For the Foodies: Germanfest offers a large variety of foods linked to the German culture and the kitchens of today’s Roberts Cove residents. Local families cook the dishes served at the festival using much of the same methods as their ancestors. Dishes like beef or potato stew, sauerkraut, sausage or brats, apple cobbler (apfel kuchen), and German sugar cookies (zucher platzkens) are typically on the menu. Cooking demonstrations include a schweinebraten, the process of cooking a whole pig the old-fashioned way. This year’s festival also includes a German-style homebrew beer competition.
For the History Buffs: Historians will lead visitors on a Heritage Walking Tour through the grounds of St. Leo IV, speaking on the rich history of faith, family, and labor that built the Roberts Cove community on that site more than 130 years ago. Other demonstrations include rice threshing, sack sewing, and blacksmithing.
For the Music Lovers: The Germanfest Folk Singers have been performing traditional hymns and folk songs since the second festival. The chorus consists of forty-two German descendants from across the state as well as Roberts Cove residents.
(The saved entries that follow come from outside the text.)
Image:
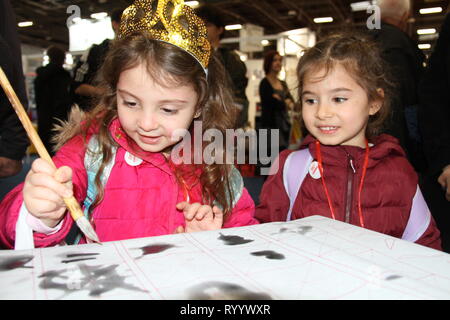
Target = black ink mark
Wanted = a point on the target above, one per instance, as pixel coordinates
(393, 277)
(155, 248)
(74, 255)
(269, 254)
(300, 230)
(233, 240)
(83, 257)
(216, 290)
(304, 229)
(76, 260)
(96, 279)
(14, 262)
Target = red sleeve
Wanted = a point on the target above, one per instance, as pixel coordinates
(242, 213)
(274, 201)
(72, 155)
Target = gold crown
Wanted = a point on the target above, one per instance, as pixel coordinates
(170, 21)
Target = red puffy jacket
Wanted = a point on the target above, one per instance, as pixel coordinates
(386, 199)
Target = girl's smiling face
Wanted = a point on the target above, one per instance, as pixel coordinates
(150, 113)
(335, 107)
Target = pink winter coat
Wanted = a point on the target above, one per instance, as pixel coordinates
(139, 200)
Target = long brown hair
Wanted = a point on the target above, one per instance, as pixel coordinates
(168, 65)
(361, 57)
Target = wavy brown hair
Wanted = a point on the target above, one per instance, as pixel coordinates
(361, 57)
(169, 66)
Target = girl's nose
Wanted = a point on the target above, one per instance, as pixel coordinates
(323, 111)
(148, 122)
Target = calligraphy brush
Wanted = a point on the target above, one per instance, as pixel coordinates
(71, 202)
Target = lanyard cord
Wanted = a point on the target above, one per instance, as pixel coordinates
(364, 170)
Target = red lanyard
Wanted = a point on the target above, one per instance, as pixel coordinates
(366, 162)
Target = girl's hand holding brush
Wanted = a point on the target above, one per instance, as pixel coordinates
(44, 190)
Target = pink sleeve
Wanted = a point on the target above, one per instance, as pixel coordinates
(72, 155)
(242, 213)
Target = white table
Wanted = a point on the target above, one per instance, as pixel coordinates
(311, 258)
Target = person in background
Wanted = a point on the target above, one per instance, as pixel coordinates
(13, 138)
(405, 60)
(52, 92)
(120, 159)
(351, 172)
(276, 100)
(236, 69)
(434, 122)
(85, 88)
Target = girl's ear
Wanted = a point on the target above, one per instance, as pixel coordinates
(197, 114)
(376, 105)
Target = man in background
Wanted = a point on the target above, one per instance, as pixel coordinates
(84, 87)
(13, 138)
(52, 93)
(406, 65)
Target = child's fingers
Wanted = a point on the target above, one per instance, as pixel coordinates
(203, 211)
(49, 182)
(42, 166)
(64, 175)
(218, 215)
(46, 206)
(42, 193)
(182, 205)
(190, 213)
(179, 229)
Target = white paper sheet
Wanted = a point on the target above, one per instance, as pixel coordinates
(311, 258)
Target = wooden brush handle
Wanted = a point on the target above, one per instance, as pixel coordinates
(71, 202)
(23, 117)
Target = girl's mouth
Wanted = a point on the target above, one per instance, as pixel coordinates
(328, 129)
(149, 140)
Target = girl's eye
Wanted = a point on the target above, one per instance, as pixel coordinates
(130, 104)
(169, 111)
(309, 101)
(339, 99)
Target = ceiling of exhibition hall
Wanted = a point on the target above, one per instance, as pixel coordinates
(49, 17)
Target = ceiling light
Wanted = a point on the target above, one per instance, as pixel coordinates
(233, 27)
(361, 6)
(424, 46)
(25, 24)
(99, 15)
(426, 31)
(430, 10)
(323, 20)
(192, 4)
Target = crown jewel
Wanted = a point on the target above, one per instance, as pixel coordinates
(170, 21)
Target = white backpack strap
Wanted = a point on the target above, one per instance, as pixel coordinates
(294, 172)
(419, 218)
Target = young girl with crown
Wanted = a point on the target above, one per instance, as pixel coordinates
(116, 160)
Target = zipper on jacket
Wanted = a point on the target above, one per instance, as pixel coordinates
(349, 194)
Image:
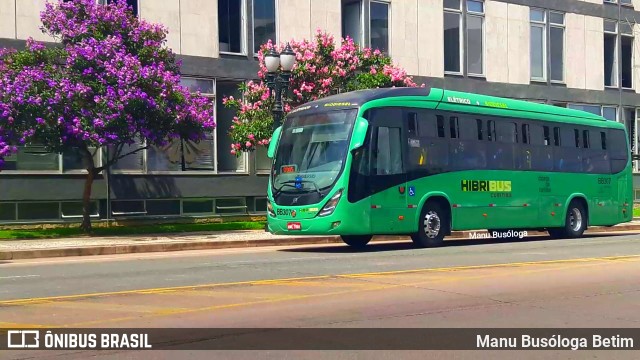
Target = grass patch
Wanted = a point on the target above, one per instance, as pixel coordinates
(130, 230)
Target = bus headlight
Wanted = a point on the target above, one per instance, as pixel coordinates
(330, 206)
(272, 213)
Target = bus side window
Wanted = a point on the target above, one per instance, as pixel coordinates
(413, 124)
(491, 130)
(388, 155)
(454, 127)
(440, 121)
(547, 136)
(525, 133)
(585, 139)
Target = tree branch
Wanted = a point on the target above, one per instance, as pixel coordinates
(117, 156)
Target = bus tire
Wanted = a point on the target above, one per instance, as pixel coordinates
(575, 223)
(432, 227)
(356, 241)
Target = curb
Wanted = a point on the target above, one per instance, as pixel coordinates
(213, 245)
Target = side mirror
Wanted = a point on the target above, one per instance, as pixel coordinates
(359, 133)
(273, 145)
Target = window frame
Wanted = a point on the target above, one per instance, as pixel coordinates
(243, 31)
(461, 38)
(253, 26)
(389, 27)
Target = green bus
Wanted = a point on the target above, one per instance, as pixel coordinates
(425, 162)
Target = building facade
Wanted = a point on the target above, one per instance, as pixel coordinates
(574, 53)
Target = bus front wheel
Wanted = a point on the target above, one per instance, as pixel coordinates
(575, 223)
(356, 241)
(433, 225)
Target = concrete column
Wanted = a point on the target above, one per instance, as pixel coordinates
(594, 53)
(496, 36)
(8, 19)
(518, 44)
(430, 38)
(28, 20)
(199, 27)
(404, 34)
(575, 51)
(167, 13)
(326, 15)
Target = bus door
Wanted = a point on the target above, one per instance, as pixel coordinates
(388, 185)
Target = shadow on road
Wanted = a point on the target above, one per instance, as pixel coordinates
(398, 245)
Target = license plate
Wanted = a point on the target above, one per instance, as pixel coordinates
(294, 226)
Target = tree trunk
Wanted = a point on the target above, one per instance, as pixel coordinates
(86, 196)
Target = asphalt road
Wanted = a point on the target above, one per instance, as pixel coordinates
(592, 282)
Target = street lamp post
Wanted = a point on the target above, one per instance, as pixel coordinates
(279, 82)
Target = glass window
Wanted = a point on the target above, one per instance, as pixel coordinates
(610, 54)
(352, 21)
(264, 23)
(231, 25)
(39, 211)
(452, 4)
(610, 113)
(131, 162)
(133, 4)
(74, 209)
(537, 15)
(475, 44)
(379, 26)
(556, 53)
(165, 158)
(163, 207)
(197, 206)
(227, 162)
(32, 158)
(128, 207)
(452, 43)
(626, 61)
(537, 49)
(72, 160)
(231, 206)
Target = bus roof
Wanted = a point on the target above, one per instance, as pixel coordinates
(461, 101)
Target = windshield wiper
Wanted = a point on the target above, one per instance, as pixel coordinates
(291, 183)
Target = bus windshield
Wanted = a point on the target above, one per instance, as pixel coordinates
(312, 150)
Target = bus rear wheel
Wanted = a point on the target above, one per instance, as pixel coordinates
(575, 223)
(356, 241)
(433, 225)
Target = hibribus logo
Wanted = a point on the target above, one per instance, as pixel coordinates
(485, 185)
(510, 234)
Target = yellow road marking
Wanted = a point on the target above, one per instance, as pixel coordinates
(30, 301)
(378, 286)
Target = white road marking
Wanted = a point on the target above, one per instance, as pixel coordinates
(18, 276)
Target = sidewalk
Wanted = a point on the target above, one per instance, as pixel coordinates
(87, 246)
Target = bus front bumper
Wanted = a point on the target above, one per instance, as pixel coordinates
(331, 225)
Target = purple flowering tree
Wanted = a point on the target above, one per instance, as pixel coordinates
(111, 82)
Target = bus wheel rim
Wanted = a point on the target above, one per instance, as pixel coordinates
(575, 219)
(431, 224)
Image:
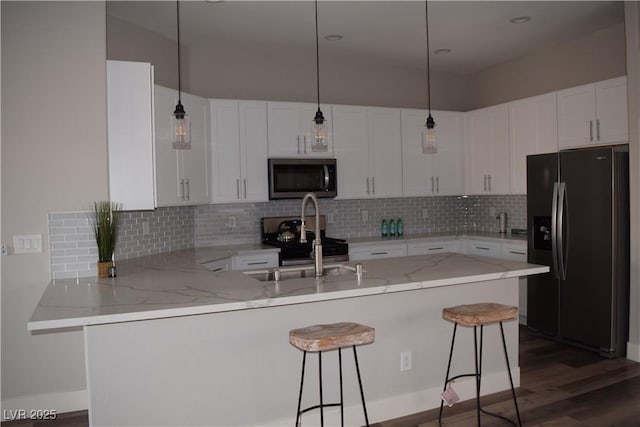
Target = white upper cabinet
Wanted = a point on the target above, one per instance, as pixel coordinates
(368, 151)
(533, 126)
(486, 134)
(593, 114)
(291, 129)
(181, 175)
(238, 156)
(432, 174)
(130, 134)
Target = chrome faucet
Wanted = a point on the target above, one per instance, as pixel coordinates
(317, 242)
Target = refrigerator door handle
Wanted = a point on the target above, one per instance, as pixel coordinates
(563, 255)
(554, 230)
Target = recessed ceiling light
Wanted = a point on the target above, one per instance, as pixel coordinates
(520, 19)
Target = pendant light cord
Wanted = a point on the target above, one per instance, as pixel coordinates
(178, 34)
(426, 18)
(317, 57)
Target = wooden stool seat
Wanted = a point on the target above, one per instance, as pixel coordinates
(330, 337)
(480, 313)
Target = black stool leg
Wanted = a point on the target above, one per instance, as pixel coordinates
(341, 394)
(446, 379)
(304, 358)
(513, 391)
(475, 353)
(364, 405)
(320, 383)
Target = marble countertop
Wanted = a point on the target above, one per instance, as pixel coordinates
(176, 284)
(408, 238)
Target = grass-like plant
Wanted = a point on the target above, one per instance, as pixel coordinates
(105, 223)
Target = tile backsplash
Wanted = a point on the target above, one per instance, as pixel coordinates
(73, 252)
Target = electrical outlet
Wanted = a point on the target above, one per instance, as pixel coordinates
(405, 361)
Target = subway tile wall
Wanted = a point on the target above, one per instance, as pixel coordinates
(72, 246)
(73, 252)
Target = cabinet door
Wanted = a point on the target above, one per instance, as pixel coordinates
(225, 151)
(285, 137)
(533, 126)
(478, 134)
(169, 184)
(351, 151)
(253, 150)
(194, 161)
(576, 116)
(307, 113)
(130, 134)
(611, 106)
(385, 152)
(447, 162)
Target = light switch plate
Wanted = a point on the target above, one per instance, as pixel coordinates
(27, 244)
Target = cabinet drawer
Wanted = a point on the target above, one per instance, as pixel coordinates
(514, 252)
(479, 247)
(250, 262)
(378, 251)
(425, 248)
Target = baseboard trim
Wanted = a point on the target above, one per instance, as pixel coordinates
(405, 404)
(61, 402)
(633, 351)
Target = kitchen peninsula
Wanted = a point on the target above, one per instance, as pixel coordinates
(168, 342)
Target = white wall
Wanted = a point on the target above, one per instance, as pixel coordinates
(632, 21)
(54, 159)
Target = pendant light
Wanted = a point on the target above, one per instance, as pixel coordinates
(319, 142)
(428, 134)
(180, 121)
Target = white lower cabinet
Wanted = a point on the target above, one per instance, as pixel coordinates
(433, 247)
(483, 248)
(255, 261)
(378, 250)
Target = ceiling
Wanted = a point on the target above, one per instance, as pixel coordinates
(478, 33)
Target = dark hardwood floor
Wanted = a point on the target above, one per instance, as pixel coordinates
(560, 386)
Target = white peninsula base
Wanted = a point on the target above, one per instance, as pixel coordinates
(236, 368)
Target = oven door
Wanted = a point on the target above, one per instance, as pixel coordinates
(294, 178)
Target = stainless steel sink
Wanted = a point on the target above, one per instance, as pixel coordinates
(285, 273)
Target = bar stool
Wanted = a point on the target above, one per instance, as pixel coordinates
(319, 338)
(474, 315)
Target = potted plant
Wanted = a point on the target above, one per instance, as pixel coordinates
(105, 223)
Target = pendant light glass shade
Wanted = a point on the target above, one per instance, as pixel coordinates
(319, 140)
(429, 145)
(180, 121)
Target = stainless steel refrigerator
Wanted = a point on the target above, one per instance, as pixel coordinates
(578, 222)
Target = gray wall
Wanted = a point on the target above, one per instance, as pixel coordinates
(54, 158)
German bands, Alpenfest and Alpenmusikanten, will perform along with the Singers, Germanfest Folk Dancers, and Kinder Auftritt, a local children’s dancing and singing group.
For the Kids: The simple Germanfest train ride will entertain the littlest visitors again this year, in the activity-packed Kinder Land area. Children can also learn to play traditional German music from Valina and the band Dast Ist Lustig. Visitors can browse handcrafted gifts, German hats, pins, T-shirts, German cookbooks, aprons, steins, canned fruits and vegetables, and much more in the Germanfest gift shop.
German Heritage Museum
As one of its primary sources of income, all of the proceeds generated from Germanfest go straight to the German Heritage Museum, which was built to preserve and honor the area’s German customs and culture. The museum houses many artifacts, heirlooms, and documents—some dating back to 1880 or earlier—from the German families who first settled in Roberts Cove. The museum is open throughout Germanfest and by appointment during the rest of the year.
On my first call to the German Heritage Museum, Rimmer told me, “You’ll want to talk to Josie Thevis. She’s our book.” Before the hour was up, I had Thevis on the line, ever eager to talk about her passion for preserving the history of her ancestors, her melodious accent reminding me of my own relatives.
“I meet with each family we honor in the museum during the Germanfest each year. I get history you can’t get anywhere else,” said Thevis, museum coordinator and lifetime resident of Roberts Cove. The Thevis family was one of the first to settle in Roberts Cove. “A descendant can come to the museum and trace their roots. The artifacts and history we work to preserve will help future generations learn about their own family’s heritage,” Thevis continued. Those who wish to contribute to the operation and efforts of the museum may purchase a leaf with up to two family names on the museum’s Ancestry Tree for a one-time donation.
Even though French Acadian influence surrounded this small German community in southwest Louisiana and the stigma of WWI caused many of them to give up speaking their native language, residents didn’t give up their German customs and traditions. Today, descendants can share these traditions with friends and neighbors, and more importantly with future generations, thanks to the work of the Roberts Cove Germanfest and the German Heritage Museum it funds.
For more information about the Roberts Cove Germanfest and museum contact information, visit robertscovegermanfest.com.
Details. Details. Details.
2013 Annual Roberts Cove Germanfest
October 5—6
St. Leo IV Catholic Church
7166 Roberts Cove Road
Roberts Cove, La.
Activities will be held Saturday from 10 am–9 pm and Sunday from 9 am–4:30 pm.